Perfect Sound Forever

Kip Hanrahan

Love is Like a Cigarette
By John L. Walters
(December 2010)

My first encounter with Kip Hanrahan was when someone at Pangaea, his record company, handed me a copy of Days and Nights of Blue Luck Inverted. Listening provoked a mixture of emotions: admiration, curiosity, jealousy... maybe disbelief that someone could make a record like this and get it released, and even get paid for it. The album fascinated me and bugged me, because it was such a glorious jumble of the stuff I like (and wanted to make myself), yet it was far from perfect, like the uncut soundtrack to an art-house movie where the music budget ran out before completion. Even the titles sound like film cues: "Lisbon / Blue Request," "A Poker Game / Luck Inverts Itself / Four Swimmers" and the sublime Astor Piazzolla composition "Ah, Intruder! (Female)."

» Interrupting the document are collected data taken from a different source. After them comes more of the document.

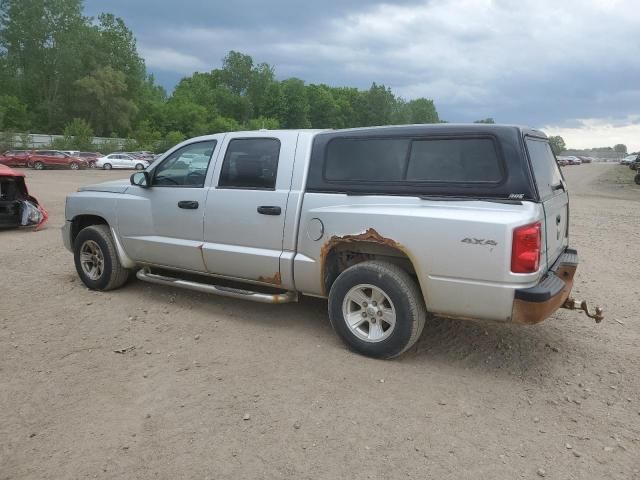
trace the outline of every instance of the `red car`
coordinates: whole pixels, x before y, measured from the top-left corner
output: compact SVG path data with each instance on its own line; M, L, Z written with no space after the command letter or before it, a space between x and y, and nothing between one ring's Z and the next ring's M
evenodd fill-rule
M89 163L89 168L96 168L96 160L103 155L100 152L80 152L78 157L84 158Z
M89 166L89 162L83 158L72 157L68 153L59 150L36 150L29 157L29 166L35 170L45 168L70 168L78 170Z
M0 155L0 164L7 167L26 167L31 150L7 150Z
M49 216L38 200L29 195L24 173L0 165L0 229L44 225Z

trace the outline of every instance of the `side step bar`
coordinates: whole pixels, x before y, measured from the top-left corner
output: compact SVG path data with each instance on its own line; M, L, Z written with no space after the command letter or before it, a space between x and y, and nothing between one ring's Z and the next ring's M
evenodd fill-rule
M155 283L157 285L165 285L168 287L180 287L187 290L194 290L202 293L213 293L223 297L242 298L243 300L251 300L259 303L291 303L298 301L296 292L284 292L278 294L260 293L251 290L243 290L241 288L223 287L221 285L209 285L208 283L192 282L189 280L181 280L179 278L167 277L151 273L147 270L140 269L136 273L136 277L143 282Z

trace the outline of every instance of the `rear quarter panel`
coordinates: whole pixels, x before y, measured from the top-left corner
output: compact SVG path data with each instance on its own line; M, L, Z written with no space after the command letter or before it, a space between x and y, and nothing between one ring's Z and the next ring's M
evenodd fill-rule
M325 296L323 247L373 229L410 258L431 313L506 321L514 290L534 285L544 270L543 265L534 274L510 272L513 228L541 218L541 207L533 202L306 193L294 262L296 288ZM324 226L316 241L309 233L314 219Z

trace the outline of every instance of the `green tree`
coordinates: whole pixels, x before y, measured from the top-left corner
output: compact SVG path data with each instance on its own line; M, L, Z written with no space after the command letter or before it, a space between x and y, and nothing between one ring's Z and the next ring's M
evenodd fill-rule
M138 124L132 134L141 150L155 151L162 139L162 134L154 128L149 120L143 120Z
M613 146L613 151L616 153L626 154L627 146L624 143L618 143L617 145Z
M102 67L75 82L76 111L91 121L99 135L125 133L138 107L127 95L126 77L111 67Z
M362 126L389 125L393 123L392 113L395 96L391 89L384 85L376 85L373 82L371 88L363 96L364 105L360 110Z
M251 84L253 59L231 50L222 60L222 79L236 95L247 93Z
M93 150L93 129L86 120L74 118L64 127L64 143L74 150Z
M183 98L172 97L163 109L163 130L189 137L207 133L207 109Z
M182 132L171 131L168 132L165 137L158 144L159 152L166 152L170 148L173 148L175 145L183 142L187 137Z
M247 123L247 130L277 130L280 128L280 122L276 118L257 117L252 118Z
M408 103L410 123L438 123L438 112L433 100L417 98Z
M284 108L280 122L284 128L309 128L309 101L304 82L299 78L289 78L282 82Z
M338 103L333 98L331 87L308 85L309 120L313 128L335 128L338 123Z
M489 118L483 118L482 120L476 120L473 123L491 123L491 124L493 124L493 123L496 123L496 121L493 118L489 117Z
M549 137L549 144L551 145L551 150L553 150L553 153L556 155L560 155L567 149L567 145L564 143L564 138L560 135Z
M0 0L0 51L13 72L9 88L36 127L61 128L65 91L82 65L81 0Z
M0 130L22 131L29 127L27 106L12 95L0 95Z

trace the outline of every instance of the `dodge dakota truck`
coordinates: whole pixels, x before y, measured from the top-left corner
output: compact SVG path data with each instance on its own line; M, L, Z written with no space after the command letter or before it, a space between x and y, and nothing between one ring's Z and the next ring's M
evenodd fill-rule
M544 133L505 125L235 132L187 140L66 200L84 284L138 279L268 303L328 299L391 358L428 315L536 324L569 298L567 185Z

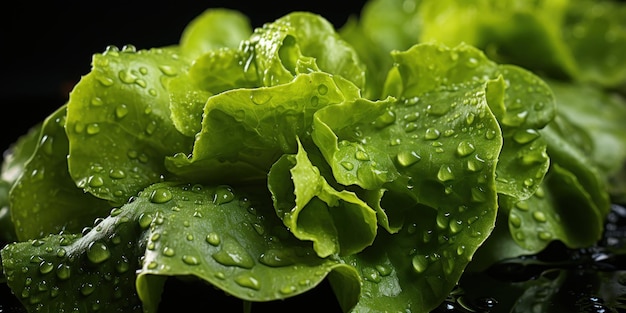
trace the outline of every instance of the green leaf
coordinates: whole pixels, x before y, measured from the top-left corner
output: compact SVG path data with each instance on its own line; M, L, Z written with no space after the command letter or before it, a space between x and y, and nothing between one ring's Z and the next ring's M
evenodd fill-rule
M376 237L376 212L355 193L330 186L300 143L297 154L272 166L268 187L285 226L313 241L320 257L358 253Z
M553 240L570 248L600 240L604 214L578 177L555 163L542 187L529 199L504 198L508 224L517 244L537 253Z
M202 128L202 112L212 93L198 87L190 73L191 70L170 80L168 90L174 127L181 134L193 138Z
M291 236L267 193L227 186L159 183L82 236L50 235L1 252L7 281L29 310L156 312L170 276L249 301L295 296L335 270L359 289L353 268Z
M247 16L227 8L210 8L192 19L180 37L180 51L189 59L220 48L237 48L252 34Z
M615 175L626 160L626 100L591 85L548 83L559 116L571 125L569 141L589 156L602 175Z
M356 97L352 83L321 72L298 75L284 85L214 95L191 156L169 157L167 169L193 181L265 181L282 154L297 151L296 138L311 132L315 111Z
M498 65L487 59L482 51L465 44L454 48L418 44L407 51L394 52L393 57L398 64L395 75L399 76L394 76L393 71L390 73L388 93L401 93L404 98L418 99L426 106L424 113L431 116L453 116L455 110L450 110L451 105L445 102L422 101L424 96L429 97L433 93L460 94L457 90L474 88L479 88L476 92L483 93L482 88L486 86L484 96L498 119L504 139L498 156L498 192L524 199L536 190L549 165L546 143L540 138L538 130L555 115L553 95L545 82L519 67ZM482 95L473 96L468 92L456 101L471 104L477 101L472 99L477 96ZM479 127L474 122L476 116L476 113L464 116L465 126L459 124L453 132L463 133ZM445 132L446 123L442 120L437 129L439 133ZM496 130L490 131L487 136L492 136Z
M189 68L192 86L212 94L259 87L256 66L245 53L246 50L219 49L198 57Z
M107 201L76 187L68 173L66 110L62 106L48 116L39 132L28 135L28 142L21 146L26 150L16 152L14 162L21 159L24 163L9 192L9 209L21 241L61 230L79 232L110 209ZM26 151L30 157L24 160ZM8 168L16 170L14 162ZM3 176L10 173L3 171Z
M34 125L3 153L0 168L0 242L18 240L11 218L9 192L37 148L41 128L42 123Z
M342 76L357 87L365 83L365 68L352 46L346 43L324 17L311 12L292 12L255 30L250 49L262 86L292 79L302 62L311 62L323 72ZM247 64L248 61L246 61Z
M165 156L189 153L193 138L171 120L167 81L185 71L177 49L110 48L67 104L69 172L97 197L124 203L166 174Z
M370 206L380 207L379 216L393 221L393 227L384 222L393 235L380 232L372 247L345 257L365 280L370 275L381 279L364 283L359 312L383 306L388 311L434 309L493 229L502 136L487 103L486 82L475 81L463 65L443 69L451 54L465 64L463 53L475 52L438 45L398 52L398 76L388 90L399 93L315 113L312 137L336 181L378 201ZM421 62L433 66L422 68ZM378 266L387 267L387 277L376 274ZM341 296L342 286L334 284Z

Some tracks display great musicianship... others cling desperately to lame drum machine patterns. There are unfinished fragments, brilliant solos, chattering rhythms, a weird hybrid of Afro-Cuban grooves and downtown angst, and a pervading aura – was it psychological or erotic tension? – that you couldn't quite pin down. It wasn't always clear what Hanrahan did on his records, and many of the songs were co-compositions, yet there was a kind of authorship. Most thrilling of all, the album opened with its most atypical track – a stunning two-part version of "Love Is Like A Cigarette," a song by Richard Jerome and Walter Kent, once covered in the 1930's by Duke Ellington with singer Ivie Anderson.

These days I listen to that album as an "outsider," since I now make magazines rather than records. Over the past two decades, Hanrahan has refined his recording methods and found intermittently successful ways to distribute and promote his products. He's widened his network and worked with better collaborators, but Days and Nights of Blue Luck Inverted contains the blueprint for much of his career, which I'd compare to that of an art director.

A magazine or advertising art director (sometimes called a 'creative director') doesn't take the photographs, draw the illustrations, write the copy or design the typefaces, but he or she decides how these elements go together. Look at the work of Cipe Pineles, Fabien Baron or Thomas Lenthal. Great art directors take risks, find talent, make unexpected juxtapositions and change their minds – the buck stops with them. They get the praise and blame. The art director decides when the work is done.

Hanrahan's version of "Love is Like a Cigarette" opens with a mid-tempo, Ellingtonian arrangement for small jazz ensemble – resonant bass, brushes, expressive horns, a relaxed performance that moves easily between improvised and written parts. As the final, gorgeous chord dies away, Carmen Lundy enters, and sings the chorus lyrics unaccompanied: 'Love is like a cigarette. You know you had my heart aglow between your fingertips. And, just like a cigarette. I never know the thrill of life until I touched your lips. Then, just like a cigarette. Love seemed to fade away and leave behind, ashes of regret. And with a flick of your fingertip. It was easy to forget. Oh, love is like a cigarette.'

The song ends, and there's a slight pause before the edgy "A Poker Game" hustles us down into Hanrahan's troubled world. The confidence of opening with "Cigarette" reminds me of the way great art director might suddenly change everything; maybe lose the type and just use a full bleed picture; or let a great piece of writing speak for itself without imagery. "Love is Like a Cigarette" is a stunning audio 'front cover,' an extraordinary moment in a remarkable career.